WELLINGTON • New Zealand passports are not for sale, Prime Minister Bill English said yesterday, after it emerged that US tech titan Peter Thiel gained citizenship despite not meeting official criteria.
The dispute over Mr Thiel's citizenship follows reports that wealthy Americans are eyeing the South Pacific nation as a "bolthole" should United States leader Donald Trump's presidency go wrong.
The New Zealand government confirmed this week that Mr Thiel, a German-born billionaire, was granted citizenship in June 2011, just two months after donating NZ$1 million (S$1.03 million) to an official Christchurch earthquake disaster fund.
Mr English acknowledged that Mr Thiel did not meet the usual requirements - living at least 70 per cent of the previous five years in New Zealand - but said he was granted citizenship due to exceptional circumstances.
"New Zealand is a better place with Mr Thiel as a citizen," Mr English told reporters. He declined to detail the exceptional circumstances and dismissed as "ridiculous" suggestions that New Zealand had sold citizenship to Mr Thiel, who Forbes estimates is worth US$2.7 billion (S$3.8 billion).
The opposition Labour Party's immigration spokesman Iain Lees-Galloway said the case raised questions about whether the rich were receiving special treatment. "I don't think that fits very well with New Zealand's egalitarian values," he said.

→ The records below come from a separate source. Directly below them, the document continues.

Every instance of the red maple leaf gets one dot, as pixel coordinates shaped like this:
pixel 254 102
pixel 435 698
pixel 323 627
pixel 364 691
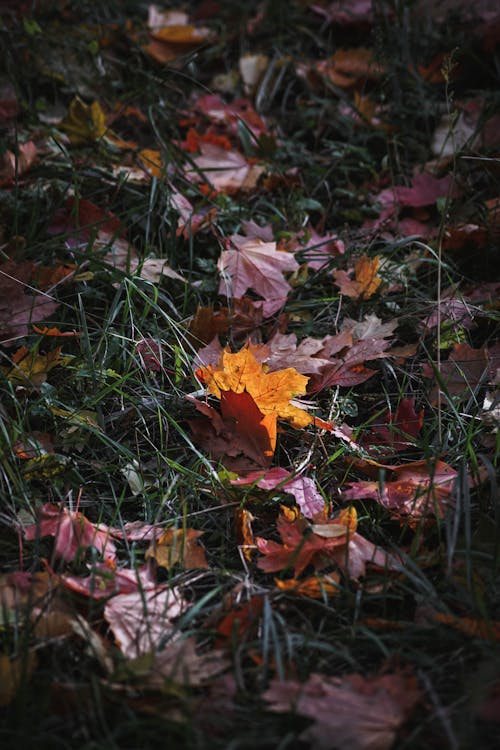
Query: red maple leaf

Mr Thiel, who has reportedly retained his US citizenship, co-founded PayPal and was an early investor in Facebook. He bucked the trend in Silicon Valley by supporting Mr Trump and is part of the US President's transition team.

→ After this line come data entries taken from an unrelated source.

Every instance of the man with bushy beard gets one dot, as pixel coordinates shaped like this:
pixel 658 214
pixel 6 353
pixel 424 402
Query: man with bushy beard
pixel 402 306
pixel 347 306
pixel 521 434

The New York Times said that after Mr Thiel strongly supported Mr Trump's "America first" rhetoric, adopting a "backup country" appeared a typically contrarian move by the tech investor.
"Perhaps Mr Thiel's interest in New Zealand is indeed a way of hedging his bets on a biological catastrophe or an economic meltdown," it said.

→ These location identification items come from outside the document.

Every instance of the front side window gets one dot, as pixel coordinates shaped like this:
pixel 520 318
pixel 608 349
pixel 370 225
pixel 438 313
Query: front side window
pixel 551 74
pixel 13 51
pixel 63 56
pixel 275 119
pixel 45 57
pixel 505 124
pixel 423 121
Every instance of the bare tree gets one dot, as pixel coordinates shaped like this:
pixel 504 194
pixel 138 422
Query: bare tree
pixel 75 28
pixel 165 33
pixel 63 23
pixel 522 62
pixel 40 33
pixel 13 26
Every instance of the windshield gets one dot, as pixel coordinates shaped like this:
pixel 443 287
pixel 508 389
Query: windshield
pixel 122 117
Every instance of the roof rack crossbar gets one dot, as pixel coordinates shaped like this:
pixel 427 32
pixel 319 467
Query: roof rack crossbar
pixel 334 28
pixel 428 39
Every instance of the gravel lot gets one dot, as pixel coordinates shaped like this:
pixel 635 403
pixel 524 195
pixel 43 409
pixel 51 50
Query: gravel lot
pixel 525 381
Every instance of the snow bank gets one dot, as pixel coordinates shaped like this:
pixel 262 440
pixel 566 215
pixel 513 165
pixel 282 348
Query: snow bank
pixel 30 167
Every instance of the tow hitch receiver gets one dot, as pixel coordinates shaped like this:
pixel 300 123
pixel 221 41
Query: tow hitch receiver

The New Yorker magazine this week reported that many wealthy Americans were taking a similar view. It cited a recent conversation between tech investor Justin Kan and an unnamed hedge fund manager who advised him to buy land in New Zealand.
Immigration officials reported a spike in inquiries about moving to New Zealand after Mr Trump's election and Britain's vote to leave the European Union.
Mr English said New Zealand's strong economy and political stability made the country attractive in an uncertain global climate.
"Around the world now, there's quite a lot of anxiety because there's so much uncertainty, whether it's in Europe or the UK or the US," he said. "So I'd expect there would be demand for people to come to New Zealand. That's a measure of success."